In real life, we often have to deal with data that contains missing values. Sometimes, if the dataset is missing too many values, we just don't use it. However, if only a few of the values are missing, we can perform data imputation to substitute the missing data with some other value(s).

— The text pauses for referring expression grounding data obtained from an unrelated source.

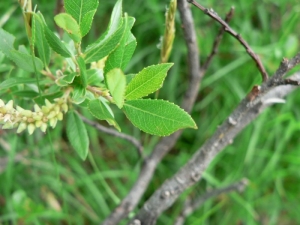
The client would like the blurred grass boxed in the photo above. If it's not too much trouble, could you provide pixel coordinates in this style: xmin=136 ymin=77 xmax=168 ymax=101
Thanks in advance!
xmin=1 ymin=0 xmax=300 ymax=224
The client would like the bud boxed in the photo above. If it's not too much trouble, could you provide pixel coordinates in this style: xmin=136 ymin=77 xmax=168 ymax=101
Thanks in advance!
xmin=17 ymin=122 xmax=27 ymax=133
xmin=49 ymin=118 xmax=57 ymax=128
xmin=2 ymin=123 xmax=14 ymax=129
xmin=45 ymin=99 xmax=53 ymax=108
xmin=5 ymin=100 xmax=14 ymax=111
xmin=57 ymin=112 xmax=63 ymax=121
xmin=47 ymin=111 xmax=56 ymax=119
xmin=40 ymin=123 xmax=47 ymax=132
xmin=35 ymin=120 xmax=43 ymax=128
xmin=0 ymin=99 xmax=4 ymax=107
xmin=34 ymin=104 xmax=41 ymax=112
xmin=61 ymin=103 xmax=68 ymax=113
xmin=21 ymin=110 xmax=33 ymax=117
xmin=54 ymin=105 xmax=60 ymax=114
xmin=42 ymin=106 xmax=50 ymax=114
xmin=27 ymin=123 xmax=36 ymax=135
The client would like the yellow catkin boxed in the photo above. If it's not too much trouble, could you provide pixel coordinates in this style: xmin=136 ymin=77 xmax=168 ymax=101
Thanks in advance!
xmin=160 ymin=0 xmax=177 ymax=63
xmin=0 ymin=97 xmax=68 ymax=135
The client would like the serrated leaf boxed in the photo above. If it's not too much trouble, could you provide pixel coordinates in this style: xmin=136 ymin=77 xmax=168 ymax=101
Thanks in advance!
xmin=84 ymin=0 xmax=124 ymax=63
xmin=105 ymin=68 xmax=126 ymax=108
xmin=77 ymin=56 xmax=87 ymax=87
xmin=0 ymin=28 xmax=43 ymax=72
xmin=44 ymin=26 xmax=72 ymax=57
xmin=66 ymin=111 xmax=89 ymax=160
xmin=71 ymin=84 xmax=86 ymax=104
xmin=88 ymin=98 xmax=121 ymax=131
xmin=123 ymin=99 xmax=197 ymax=136
xmin=64 ymin=0 xmax=99 ymax=37
xmin=32 ymin=13 xmax=51 ymax=67
xmin=56 ymin=72 xmax=76 ymax=86
xmin=104 ymin=16 xmax=137 ymax=73
xmin=87 ymin=68 xmax=104 ymax=85
xmin=54 ymin=13 xmax=81 ymax=42
xmin=88 ymin=98 xmax=114 ymax=120
xmin=0 ymin=77 xmax=37 ymax=89
xmin=80 ymin=9 xmax=97 ymax=36
xmin=10 ymin=50 xmax=44 ymax=72
xmin=84 ymin=19 xmax=126 ymax=63
xmin=12 ymin=90 xmax=39 ymax=98
xmin=125 ymin=63 xmax=173 ymax=100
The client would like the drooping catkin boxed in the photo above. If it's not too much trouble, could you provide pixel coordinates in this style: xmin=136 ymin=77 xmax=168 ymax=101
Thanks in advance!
xmin=160 ymin=0 xmax=177 ymax=63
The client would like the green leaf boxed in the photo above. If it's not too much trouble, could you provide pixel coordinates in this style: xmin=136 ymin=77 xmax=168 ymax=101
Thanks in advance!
xmin=104 ymin=16 xmax=137 ymax=73
xmin=12 ymin=90 xmax=39 ymax=98
xmin=33 ymin=91 xmax=64 ymax=105
xmin=83 ymin=0 xmax=124 ymax=63
xmin=44 ymin=26 xmax=72 ymax=57
xmin=77 ymin=56 xmax=87 ymax=87
xmin=64 ymin=0 xmax=99 ymax=37
xmin=56 ymin=72 xmax=76 ymax=86
xmin=125 ymin=63 xmax=173 ymax=100
xmin=71 ymin=84 xmax=86 ymax=104
xmin=105 ymin=68 xmax=126 ymax=108
xmin=0 ymin=28 xmax=43 ymax=72
xmin=87 ymin=68 xmax=104 ymax=85
xmin=88 ymin=98 xmax=120 ymax=131
xmin=32 ymin=13 xmax=51 ymax=67
xmin=84 ymin=19 xmax=126 ymax=63
xmin=10 ymin=50 xmax=44 ymax=72
xmin=123 ymin=99 xmax=197 ymax=136
xmin=66 ymin=111 xmax=89 ymax=160
xmin=54 ymin=13 xmax=81 ymax=42
xmin=0 ymin=77 xmax=37 ymax=89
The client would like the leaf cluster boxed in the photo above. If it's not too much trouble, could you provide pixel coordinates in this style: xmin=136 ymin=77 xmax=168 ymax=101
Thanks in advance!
xmin=0 ymin=0 xmax=197 ymax=160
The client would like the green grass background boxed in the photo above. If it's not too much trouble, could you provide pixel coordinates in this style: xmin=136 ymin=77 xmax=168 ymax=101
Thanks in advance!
xmin=1 ymin=0 xmax=300 ymax=224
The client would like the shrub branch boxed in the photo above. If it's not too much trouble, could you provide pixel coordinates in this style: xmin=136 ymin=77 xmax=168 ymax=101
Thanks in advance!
xmin=188 ymin=0 xmax=269 ymax=82
xmin=174 ymin=178 xmax=249 ymax=225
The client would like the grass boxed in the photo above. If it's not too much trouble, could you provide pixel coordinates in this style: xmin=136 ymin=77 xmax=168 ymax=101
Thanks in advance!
xmin=1 ymin=0 xmax=300 ymax=224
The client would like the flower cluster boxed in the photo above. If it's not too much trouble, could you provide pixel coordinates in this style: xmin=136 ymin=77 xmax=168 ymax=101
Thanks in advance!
xmin=0 ymin=98 xmax=68 ymax=135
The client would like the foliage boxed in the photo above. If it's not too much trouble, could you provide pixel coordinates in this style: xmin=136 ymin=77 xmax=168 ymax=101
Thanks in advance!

There are many different methods for data imputation. In scikit-learn, the SimpleImputer transformer performs four different data imputation methods.

The four methods are:
- Using the mean value
- Using the median value
- Using the most frequent value
- Filling in missing values with a constant

The default imputation method for SimpleImputer is using the column means. By using the strategy keyword argument when initializing a SimpleImputer object, we can specify a different imputation method.

In [4]:
from sklearn.impute import SimpleImputer
import numpy as np

data = [
        [ 1.,  2., np.nan,  2.],
        [ 5., np.nan,  1.,  2.],
        [ 4., np.nan,  3., np.nan],
        [ 5.,  6.,  8.,  1.],
        [np.nan,  7., np.nan,  0.]
]
imp_mean = SimpleImputer()
transformed = imp_mean.fit_transform(data)
print('{}\n'.format(repr(transformed)))

imp_median = SimpleImputer(strategy='median')
transformed = imp_median.fit_transform(data)
print('{}\n'.format(repr(transformed)))

imp_frequent = SimpleImputer(strategy='most_frequent')
transformed = imp_frequent.fit_transform(data)
print('{}\n'.format(repr(transformed)))

imp_constant = SimpleImputer(strategy='constant',
                             fill_value=-1)
transformed = imp_constant.fit_transform(data)
print('{}\n'.format(repr(transformed)))

array([[1.  , 2.  , 4.  , 2.  ],
       [5.  , 5.  , 1.  , 2.  ],
       [4.  , 5.  , 3.  , 1.25],
       [5.  , 6.  , 8.  , 1.  ],
       [3.75, 7.  , 4.  , 0.  ]])

array([[1. , 2. , 3. , 2. ],
       [5. , 6. , 1. , 2. ],
       [4. , 6. , 3. , 1.5],
       [5. , 6. , 8. , 1. ],
       [4.5, 7. , 3. , 0. ]])

array([[1., 2., 1., 2.],
       [5., 2., 1., 2.],
       [4., 2., 3., 2.],
       [5., 6., 8., 1.],
       [5., 7., 1., 0.]])

array([[ 1.,  2., -1.,  2.],
       [ 5., -1.,  1.,  2.],
       [ 4., -1.,  3., -1.],
       [ 5.,  6.,  8.,  1.],
       [-1.,  7., -1.,  0.]])



## Other imputation methods

There are also more advanced imputation methods such as k-Nearest Neighbors (https://en.wikipedia.org/wiki/K-nearest_neighbors_algorithm, filling in missing values based on similarity scores from the kNN algorithm) and MICE (https://www.ncbi.nlm.nih.gov/pmc/articles/PMC3074241/, applying multiple chained imputations, assuming the missing values are randomly distributed across observations).

In most industry cases these advanced methods are not required, since the data is either perfectly cleaned or the missing values are scarce. Nevertheless, the advanced methods could be useful when dealing with open source datasets, since these tend to be more incomplete.